Les voix s’éteignent en accord avec la chute de cette pensée. Tous ici savons ce que cela signifie. L’Amour a gagné. Je l’aime. Cette phrase résonne en dans tout mon corps. “Je l’aime.” Même si cet appel est désespéré et sans espoir de retour, c’est la vérité et il est inutile de la fuir plus longtemps. “Je l’aime.”
Je me relève sous les regards attentifs des fantômes de ce dôme. Ils sont là car ils n’ont pas su affronter leur réalité. “Je l’aime.” Ils ont ouvert la porte alors qu’ils ont renié l’Amour au plus profond de leur esprit. “Je l’aime.” La phrase qu’ils n’ont pas pu prononcer. “Je l’aime.” Je suis devant la porte à la poignée d’argent. “Je l’aime.” Je vais revoir son visage et rire avec lui.

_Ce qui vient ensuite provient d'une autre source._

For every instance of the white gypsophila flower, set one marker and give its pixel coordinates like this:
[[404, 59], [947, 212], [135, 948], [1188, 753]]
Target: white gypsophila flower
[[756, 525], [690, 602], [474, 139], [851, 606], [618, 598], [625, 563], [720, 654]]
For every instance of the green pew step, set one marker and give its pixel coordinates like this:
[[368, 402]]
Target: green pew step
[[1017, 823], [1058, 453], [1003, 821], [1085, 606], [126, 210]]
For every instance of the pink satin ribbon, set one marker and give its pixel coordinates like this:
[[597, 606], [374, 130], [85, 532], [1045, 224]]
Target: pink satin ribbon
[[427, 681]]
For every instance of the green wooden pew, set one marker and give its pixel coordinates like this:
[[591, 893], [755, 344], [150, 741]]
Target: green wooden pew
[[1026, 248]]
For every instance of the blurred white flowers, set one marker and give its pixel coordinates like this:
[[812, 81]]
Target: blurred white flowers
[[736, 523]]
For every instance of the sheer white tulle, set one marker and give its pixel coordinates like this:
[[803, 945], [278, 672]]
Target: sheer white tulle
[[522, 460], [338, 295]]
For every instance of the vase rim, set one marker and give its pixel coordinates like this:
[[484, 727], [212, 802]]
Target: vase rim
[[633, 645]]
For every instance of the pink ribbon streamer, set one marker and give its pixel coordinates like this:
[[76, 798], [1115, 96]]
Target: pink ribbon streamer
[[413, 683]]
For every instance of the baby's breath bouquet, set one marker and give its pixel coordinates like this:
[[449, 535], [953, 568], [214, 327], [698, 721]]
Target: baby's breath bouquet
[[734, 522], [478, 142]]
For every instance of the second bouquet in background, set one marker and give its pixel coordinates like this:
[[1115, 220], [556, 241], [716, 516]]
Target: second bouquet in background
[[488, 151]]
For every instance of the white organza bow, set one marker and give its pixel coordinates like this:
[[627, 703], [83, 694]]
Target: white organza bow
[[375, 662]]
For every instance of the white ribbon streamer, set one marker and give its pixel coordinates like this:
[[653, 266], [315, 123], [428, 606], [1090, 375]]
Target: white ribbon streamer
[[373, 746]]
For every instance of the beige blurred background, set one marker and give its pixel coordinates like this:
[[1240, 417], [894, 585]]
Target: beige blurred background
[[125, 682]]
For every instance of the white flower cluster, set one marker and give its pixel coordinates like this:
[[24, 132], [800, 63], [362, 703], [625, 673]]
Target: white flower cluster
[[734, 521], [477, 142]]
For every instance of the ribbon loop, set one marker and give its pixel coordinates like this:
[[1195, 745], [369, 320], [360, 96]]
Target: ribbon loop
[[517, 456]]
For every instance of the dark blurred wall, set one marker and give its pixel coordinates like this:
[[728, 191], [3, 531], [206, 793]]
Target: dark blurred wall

Me plonger avec délice dans ses iris sans fond et rêver de lui sans crainte. “Je l’aime.”
Et si Il ne m’aimait pas ? Demandai-je.
Alors tu dépériras, rongée par le poison qu’il n’a pas pu retirer, soufflèrent les voix. Puis, le poison se consumera et tu renaîtras. Et l’Amour te reprendra dans tes mailles jusqu’à ce que tu trouves la personne qui te sauvera.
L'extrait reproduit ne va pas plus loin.